The test suite uses `node:test` and exercises:

- `chunker` (frontmatter, title derivation, overlap windowing)
- `sqlutil` (every value type the engine accepts as a SQL literal)
- `embeddings` (hash determinism + a mocked OpenAI HTTP call)
- `db` (schema migration, upsert/delete/cascade, hybrid retrieval)
- `ingest` (end-to-end against the markdown fixtures in
  [`test/fixtures/`]test/fixtures/)
- `serve` + `claude-config` (binary lookup, snippet shape)

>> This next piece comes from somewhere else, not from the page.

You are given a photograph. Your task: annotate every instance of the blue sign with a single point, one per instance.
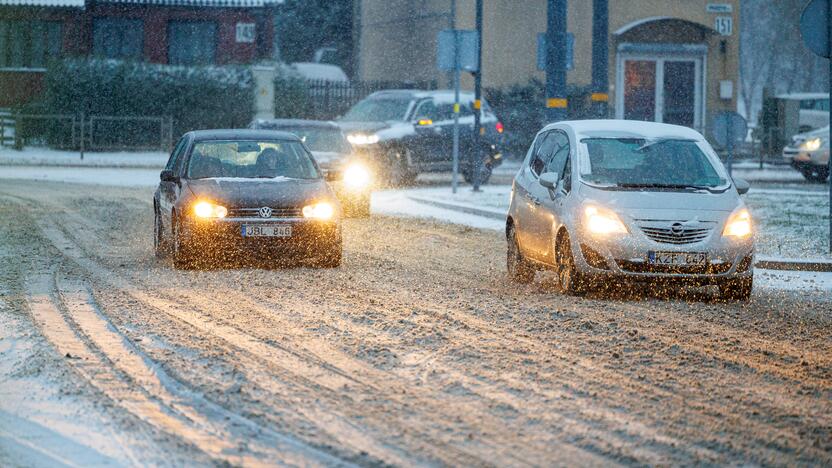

A few tests need the `@joaoh82/sqlrite` engine binding installed;
they skip cleanly (with a message) if it isn't.

## Layout

```
examples/nodejs-notes/
├── package.json                       # @joaoh82/sqlrite pinned in lockstep with the engine release
├── README.md                          # this file
├── bin/
│   └── sqlrite-notes.mjs              # entry — calls src/cli.mjs
├── src/
│   ├── cli.mjs                        # argv parsing + command dispatch
│   ├── config.mjs                     # defaults + path resolution
│   ├── sqlutil.mjs                    # q() + ident() — SQL literal helpers
│   ├── db.mjs                         # schema, migrations, every SQL string
│   ├── chunker.mjs                    # frontmatter + heading-aware chunking
│   ├── embeddings.mjs                 # hash + OpenAI embedders
│   ├── ingest.mjs                     # plan → delete → insert
│   ├── search.mjs                     # hybrid retrieval driver
│   ├── serve.mjs                      # spawn sqlrite-mcp --read-only
│   └── claude-config.mjs              # Claude Desktop snippet renderer
└── test/                              # node --test suite
    ├── fixtures/                      # 3 short markdown notes
    ├── chunker.test.mjs
    ├── claude-config.test.mjs
    ├── db.test.mjs                    # integration — needs @joaoh82/sqlrite
    ├── embeddings.test.mjs
    ├── ingest.test.mjs                # integration — needs @joaoh82/sqlrite
    ├── serve.test.mjs
    └── sqlutil.test.mjs
```

The example binds only to the documented public surfaces:
[`@joaoh82/sqlrite`](../../sdk/nodejs/) (`Database`, `Statement`)
and [`sqlrite-mcp`](../../docs/mcp.md) as a child process. It does
not reach into engine internals.

## License

MIT — same as the rest of the rust_sqlite repo.